Constitution 3, Gitmo 0

In Boumediene v. Bush, the Supreme Court held that the constitutional guarantee of habeas corpus does apply to Gitmo detainees. The opinion, written by Kennedy, was 5-4 with a concurrence by Souter and dissents by Roberts and Scalia.

SCOTUS first held that the Military Commissions Act did strip the federal courts of habeas jurisdiction over Gitmo. Although Congress could, and did, remove any statutory right to habeas, it could only remove the constitutional right pursuant to the language covering suspension of the writ--invasion or rebellion.

The big issue was whether that applied to Gitmo. SCOTUS looked at prior cases, The Insular Cases, Reid v. Covert and Johnson v. Eisntrager, and drew from them the conclusion that the question of application of the writ turned on pragmatic questions rather than a determination of who was the formal sovereign. Specifically, on the extent to which US power over the site of the detention excluded any other legal jurisdiction. For example, Eisentrager hinged on the practical problems of producing the prisoners. There was also the fact that the US occupation force in Germany operated under an Allied command, not a US one and that the plan was ultimately to turn power back over to Germany. In Gitmo, the Cubans have been boxed out for over a century. Further, any practical difficulties in applying the habeas writ that had been dispositive in the earlier cases didn't apply in Gitmo.

The court then held that the limited appellate process that the Detainee Treatment Act (DTA) assigned for overview of the Combatant Status Review Tribunals (CSRT) was not an adequate substitute for the habeas writ in that it didn't allow for admitting exculpatory evidence discovered after or review of the CSRT's findings of fact.

It's a surprisingly encouraging victory and I expect I'll be sending a celebratory check to the ACLU.

I think Scalia's dissent is the more amusing of the two. His assertions that the opinion "will almost certainly cause more Americans to be killed" and that "The Nation will live to regret what the Court has done today" are exercises in hysterics rather than legal thought. His assertion that the military can't always tell who is a threat and who isn't (invoking stories of released Gitmo detainees killing people after release) is an argument for more civilian oversight, not less. If the military can't get it right, what innocent persons are being held as unlawful enemy combatants?

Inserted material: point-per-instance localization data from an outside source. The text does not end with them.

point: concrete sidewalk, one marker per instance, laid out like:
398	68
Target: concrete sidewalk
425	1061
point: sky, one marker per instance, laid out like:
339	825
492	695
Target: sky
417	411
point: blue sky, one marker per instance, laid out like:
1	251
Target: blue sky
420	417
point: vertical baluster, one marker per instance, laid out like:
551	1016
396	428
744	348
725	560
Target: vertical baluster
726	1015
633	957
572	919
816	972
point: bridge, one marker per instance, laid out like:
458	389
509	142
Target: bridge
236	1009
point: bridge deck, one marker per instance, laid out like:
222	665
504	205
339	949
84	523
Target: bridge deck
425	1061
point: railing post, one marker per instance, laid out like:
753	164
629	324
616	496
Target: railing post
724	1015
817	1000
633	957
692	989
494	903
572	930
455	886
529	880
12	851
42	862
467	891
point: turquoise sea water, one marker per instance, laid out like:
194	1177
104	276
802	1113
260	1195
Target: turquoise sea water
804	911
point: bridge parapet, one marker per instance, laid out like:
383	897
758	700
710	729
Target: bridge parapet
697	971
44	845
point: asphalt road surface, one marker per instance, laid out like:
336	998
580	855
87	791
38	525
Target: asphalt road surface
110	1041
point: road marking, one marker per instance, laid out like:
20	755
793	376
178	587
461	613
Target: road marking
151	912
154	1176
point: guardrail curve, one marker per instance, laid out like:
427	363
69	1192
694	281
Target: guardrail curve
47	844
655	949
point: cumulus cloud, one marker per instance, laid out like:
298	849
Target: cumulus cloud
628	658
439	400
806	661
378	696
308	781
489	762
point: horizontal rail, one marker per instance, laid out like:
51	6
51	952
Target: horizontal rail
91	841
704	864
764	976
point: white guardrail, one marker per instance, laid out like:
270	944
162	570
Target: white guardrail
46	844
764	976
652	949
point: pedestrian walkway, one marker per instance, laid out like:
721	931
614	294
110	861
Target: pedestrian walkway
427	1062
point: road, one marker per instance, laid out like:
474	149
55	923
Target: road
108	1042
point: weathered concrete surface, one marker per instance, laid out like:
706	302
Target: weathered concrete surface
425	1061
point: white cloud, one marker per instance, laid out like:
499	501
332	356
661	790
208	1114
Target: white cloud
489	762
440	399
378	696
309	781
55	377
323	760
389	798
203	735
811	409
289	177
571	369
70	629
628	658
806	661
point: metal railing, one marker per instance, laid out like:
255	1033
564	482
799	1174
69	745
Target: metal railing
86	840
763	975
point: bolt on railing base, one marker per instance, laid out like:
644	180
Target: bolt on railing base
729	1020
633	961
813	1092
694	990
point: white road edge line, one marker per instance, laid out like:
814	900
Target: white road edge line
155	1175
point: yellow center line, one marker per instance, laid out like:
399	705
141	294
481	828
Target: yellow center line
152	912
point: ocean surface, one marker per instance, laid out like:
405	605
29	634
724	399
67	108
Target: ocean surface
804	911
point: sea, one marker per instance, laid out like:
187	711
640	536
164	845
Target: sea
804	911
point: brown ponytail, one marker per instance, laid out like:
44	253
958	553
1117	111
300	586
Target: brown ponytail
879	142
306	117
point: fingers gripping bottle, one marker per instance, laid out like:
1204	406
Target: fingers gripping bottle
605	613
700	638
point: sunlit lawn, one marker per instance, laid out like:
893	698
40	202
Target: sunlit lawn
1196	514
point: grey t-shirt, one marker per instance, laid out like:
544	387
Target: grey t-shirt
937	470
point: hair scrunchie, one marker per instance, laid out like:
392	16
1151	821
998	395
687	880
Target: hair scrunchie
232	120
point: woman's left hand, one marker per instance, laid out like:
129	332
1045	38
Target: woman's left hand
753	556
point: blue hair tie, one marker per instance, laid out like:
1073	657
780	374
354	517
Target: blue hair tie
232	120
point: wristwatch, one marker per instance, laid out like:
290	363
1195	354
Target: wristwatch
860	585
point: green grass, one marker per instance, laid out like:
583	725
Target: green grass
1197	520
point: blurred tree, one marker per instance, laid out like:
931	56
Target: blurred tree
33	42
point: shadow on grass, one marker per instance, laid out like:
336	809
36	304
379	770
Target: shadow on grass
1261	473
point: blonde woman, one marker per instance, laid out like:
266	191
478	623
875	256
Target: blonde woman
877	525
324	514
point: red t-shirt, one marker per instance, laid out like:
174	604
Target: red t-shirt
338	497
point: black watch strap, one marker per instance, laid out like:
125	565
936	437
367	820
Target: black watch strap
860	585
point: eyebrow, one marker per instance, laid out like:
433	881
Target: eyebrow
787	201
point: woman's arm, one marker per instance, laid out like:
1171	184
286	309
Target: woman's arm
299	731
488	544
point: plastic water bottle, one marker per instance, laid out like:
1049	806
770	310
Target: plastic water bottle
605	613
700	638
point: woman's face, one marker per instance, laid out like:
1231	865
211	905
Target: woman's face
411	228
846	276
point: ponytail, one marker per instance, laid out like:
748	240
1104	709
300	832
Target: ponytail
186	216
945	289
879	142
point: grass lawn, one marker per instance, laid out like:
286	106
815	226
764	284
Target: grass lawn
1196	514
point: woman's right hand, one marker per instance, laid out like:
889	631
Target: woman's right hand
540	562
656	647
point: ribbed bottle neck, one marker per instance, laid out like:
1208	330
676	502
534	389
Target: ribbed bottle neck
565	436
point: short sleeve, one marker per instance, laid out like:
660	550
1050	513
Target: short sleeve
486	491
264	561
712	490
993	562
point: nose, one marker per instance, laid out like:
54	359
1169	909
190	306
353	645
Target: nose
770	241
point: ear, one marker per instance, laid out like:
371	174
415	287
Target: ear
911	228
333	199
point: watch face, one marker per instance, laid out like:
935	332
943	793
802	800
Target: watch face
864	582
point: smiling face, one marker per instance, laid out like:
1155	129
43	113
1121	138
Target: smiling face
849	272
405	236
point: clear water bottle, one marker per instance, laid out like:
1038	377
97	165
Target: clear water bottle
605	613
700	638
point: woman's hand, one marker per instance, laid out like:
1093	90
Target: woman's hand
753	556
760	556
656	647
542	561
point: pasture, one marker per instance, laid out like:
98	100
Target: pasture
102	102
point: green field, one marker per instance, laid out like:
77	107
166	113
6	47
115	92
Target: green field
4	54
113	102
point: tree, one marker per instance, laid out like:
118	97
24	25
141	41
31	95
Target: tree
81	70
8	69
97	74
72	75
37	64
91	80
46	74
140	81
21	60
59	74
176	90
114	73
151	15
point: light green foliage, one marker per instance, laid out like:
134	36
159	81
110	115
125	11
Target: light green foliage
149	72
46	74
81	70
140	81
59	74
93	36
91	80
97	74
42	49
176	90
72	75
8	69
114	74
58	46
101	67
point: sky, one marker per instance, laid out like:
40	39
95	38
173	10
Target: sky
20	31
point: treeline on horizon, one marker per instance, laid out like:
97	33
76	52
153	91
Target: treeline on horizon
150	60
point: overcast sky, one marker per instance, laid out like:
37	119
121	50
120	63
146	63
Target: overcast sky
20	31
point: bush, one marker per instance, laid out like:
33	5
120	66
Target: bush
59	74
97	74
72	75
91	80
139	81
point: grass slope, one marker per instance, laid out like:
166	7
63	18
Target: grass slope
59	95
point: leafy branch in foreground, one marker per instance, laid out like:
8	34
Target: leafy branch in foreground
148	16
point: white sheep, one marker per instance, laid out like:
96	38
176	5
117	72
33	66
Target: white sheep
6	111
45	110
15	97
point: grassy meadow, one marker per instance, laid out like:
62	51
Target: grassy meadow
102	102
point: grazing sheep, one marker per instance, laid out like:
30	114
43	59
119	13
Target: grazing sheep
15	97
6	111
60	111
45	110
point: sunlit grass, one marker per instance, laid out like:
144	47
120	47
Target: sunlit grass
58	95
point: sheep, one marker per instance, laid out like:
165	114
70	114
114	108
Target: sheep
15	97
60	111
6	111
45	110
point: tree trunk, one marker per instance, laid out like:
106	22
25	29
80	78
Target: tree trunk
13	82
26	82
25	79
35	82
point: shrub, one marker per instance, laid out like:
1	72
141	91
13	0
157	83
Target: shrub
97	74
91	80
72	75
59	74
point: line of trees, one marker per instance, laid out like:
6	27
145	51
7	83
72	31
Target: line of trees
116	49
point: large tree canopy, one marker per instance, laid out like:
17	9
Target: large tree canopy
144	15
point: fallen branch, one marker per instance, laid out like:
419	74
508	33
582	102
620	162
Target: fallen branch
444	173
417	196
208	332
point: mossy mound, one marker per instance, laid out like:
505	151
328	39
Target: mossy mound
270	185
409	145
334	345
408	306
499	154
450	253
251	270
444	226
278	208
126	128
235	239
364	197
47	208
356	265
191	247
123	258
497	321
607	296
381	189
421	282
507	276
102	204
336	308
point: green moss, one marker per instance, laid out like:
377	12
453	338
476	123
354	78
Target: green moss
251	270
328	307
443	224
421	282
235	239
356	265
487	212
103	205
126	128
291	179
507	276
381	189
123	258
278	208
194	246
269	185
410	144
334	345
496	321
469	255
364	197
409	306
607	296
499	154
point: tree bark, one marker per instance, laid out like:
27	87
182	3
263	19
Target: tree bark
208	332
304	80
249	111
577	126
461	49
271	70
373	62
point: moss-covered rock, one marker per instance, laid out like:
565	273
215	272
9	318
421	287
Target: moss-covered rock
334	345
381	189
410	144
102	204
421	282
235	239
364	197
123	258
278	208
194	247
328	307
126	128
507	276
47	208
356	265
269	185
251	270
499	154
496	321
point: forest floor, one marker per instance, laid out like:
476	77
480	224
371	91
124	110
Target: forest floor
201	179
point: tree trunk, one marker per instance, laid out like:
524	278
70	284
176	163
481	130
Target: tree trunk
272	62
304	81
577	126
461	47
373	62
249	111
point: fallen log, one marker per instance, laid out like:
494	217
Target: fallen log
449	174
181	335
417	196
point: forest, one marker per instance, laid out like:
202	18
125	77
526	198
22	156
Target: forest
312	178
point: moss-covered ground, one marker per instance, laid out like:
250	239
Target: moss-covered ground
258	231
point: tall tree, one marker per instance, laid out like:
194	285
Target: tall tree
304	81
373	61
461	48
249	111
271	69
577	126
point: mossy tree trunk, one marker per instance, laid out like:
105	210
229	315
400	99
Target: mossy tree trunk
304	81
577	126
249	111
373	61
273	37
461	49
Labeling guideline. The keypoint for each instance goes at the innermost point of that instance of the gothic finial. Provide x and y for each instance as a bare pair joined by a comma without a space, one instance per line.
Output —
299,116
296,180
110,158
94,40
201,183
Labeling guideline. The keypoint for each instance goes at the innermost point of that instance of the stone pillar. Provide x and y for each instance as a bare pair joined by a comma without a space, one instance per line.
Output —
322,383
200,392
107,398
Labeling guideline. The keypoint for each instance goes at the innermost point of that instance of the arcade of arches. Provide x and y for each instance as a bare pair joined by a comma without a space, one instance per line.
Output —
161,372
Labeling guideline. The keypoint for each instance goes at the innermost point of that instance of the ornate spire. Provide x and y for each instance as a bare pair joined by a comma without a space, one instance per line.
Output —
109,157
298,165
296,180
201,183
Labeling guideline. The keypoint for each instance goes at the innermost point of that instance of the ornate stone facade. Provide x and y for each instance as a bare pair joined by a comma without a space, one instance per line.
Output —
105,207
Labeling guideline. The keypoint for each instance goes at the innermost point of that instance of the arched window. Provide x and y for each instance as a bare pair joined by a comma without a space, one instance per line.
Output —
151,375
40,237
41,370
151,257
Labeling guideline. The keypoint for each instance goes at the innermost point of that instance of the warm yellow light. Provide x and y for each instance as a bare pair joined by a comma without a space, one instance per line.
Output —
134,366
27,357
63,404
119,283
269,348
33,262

His dissent also ignores that, in Eisentrager, the holding that constitutional protections didn't apply to an alien enemy was distinguishable since no proper procedure had determined that the Gitmo detainees were enemies to begin with. The petitoners in Eisentrager were "active in the hostile service of an enemy power". Scalia embraces the assumption that Gitmo detainees are enemy aliens, when the enemy part is a key fact in dispute for each detainee.

Scalia also has no response to the implication of the opinion's argument that, if US protections don't apply, who has the jurisdiction? The United States is sovereign in Gitmo in all but name. This is also important since Eisentrager also relied on the petitoners never having been within US jurisdiction. Scalia would have us believe the administration's fiction that Gitmo is somehow a territory beyond the reach of anyone's authority.

He also ignores, as the opinion doesn't, Eisentrager's emphasis on the practical difficulties of effecting the habeas writ on the petitioners in that case.